Leading loyalist David ‘Dee’ Stitt and four other men accused of taking part in an allegedly illegal protocol protest parade have been ordered to appear in court or face arrest.
With none of the five defendants nor their solicitor attending court last week, the judge declared: “Someone better show some interest in this case.”
As well as Stitt (51), from Lord Wardens Court in Bangor, the others charged are Mark Anderson (38), from Dunville Link in Holywood; Lee Paul Kennedy (33), from Upper Crescent in Comber; Louis Cowan (36), from Oakley Avenue in Holywood; and Edward James Shaw (45), from Carrowdore Gardens in Bangor.
The charge arises from a protest parade in the Kilcooley Estate in Bangor where dozens of protesters were lead on a parade by the North Down Defenders Flute band.
Stitt, a former UDA leader in North Down who is from Lord Wardens Court in Bangor, once described the band as “our homeland security”.
Just a few months ago, loyalist groups held numerous ‘pop-up protests’ over the protocol. But, under legislation, any parade has to be permitted by the Parades Commission.
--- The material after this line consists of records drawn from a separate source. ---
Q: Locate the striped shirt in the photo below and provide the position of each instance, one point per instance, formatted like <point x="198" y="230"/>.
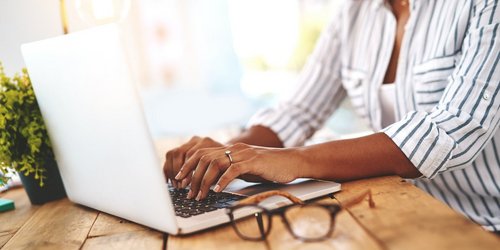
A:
<point x="447" y="84"/>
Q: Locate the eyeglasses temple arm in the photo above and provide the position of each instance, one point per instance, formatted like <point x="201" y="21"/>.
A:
<point x="359" y="199"/>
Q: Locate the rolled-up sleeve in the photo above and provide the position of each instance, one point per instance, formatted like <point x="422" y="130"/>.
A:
<point x="317" y="94"/>
<point x="454" y="132"/>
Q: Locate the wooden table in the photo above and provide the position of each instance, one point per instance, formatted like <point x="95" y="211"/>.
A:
<point x="404" y="218"/>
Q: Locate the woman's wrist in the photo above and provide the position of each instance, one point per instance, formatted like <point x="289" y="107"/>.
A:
<point x="301" y="166"/>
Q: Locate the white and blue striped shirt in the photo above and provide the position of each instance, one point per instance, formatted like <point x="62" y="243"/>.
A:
<point x="447" y="84"/>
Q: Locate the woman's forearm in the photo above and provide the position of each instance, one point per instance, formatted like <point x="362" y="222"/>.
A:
<point x="369" y="156"/>
<point x="258" y="136"/>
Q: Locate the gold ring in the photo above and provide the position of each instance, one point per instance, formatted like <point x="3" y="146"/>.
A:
<point x="228" y="154"/>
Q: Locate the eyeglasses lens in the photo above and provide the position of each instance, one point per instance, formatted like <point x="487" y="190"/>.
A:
<point x="253" y="226"/>
<point x="309" y="222"/>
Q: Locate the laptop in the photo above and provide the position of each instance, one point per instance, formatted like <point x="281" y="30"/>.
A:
<point x="106" y="156"/>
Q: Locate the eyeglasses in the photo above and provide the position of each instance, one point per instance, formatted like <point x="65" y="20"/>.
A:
<point x="306" y="222"/>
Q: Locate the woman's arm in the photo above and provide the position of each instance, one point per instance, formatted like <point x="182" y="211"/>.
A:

In this instance, the charge alleges that Stitt and others “took part in a public procession in respect of which the requirements of Section 6 of the Public Processions (Northern Ireland) Act 1998 had not been satisfied.”
With the case adjourned until next month, the judge told Newtownards Magistrates Court that, on that upcoming date, all five men “will all appear in front of me or there will be arrest warrants”, warning that “their apparent disinterest will not be tolerated”.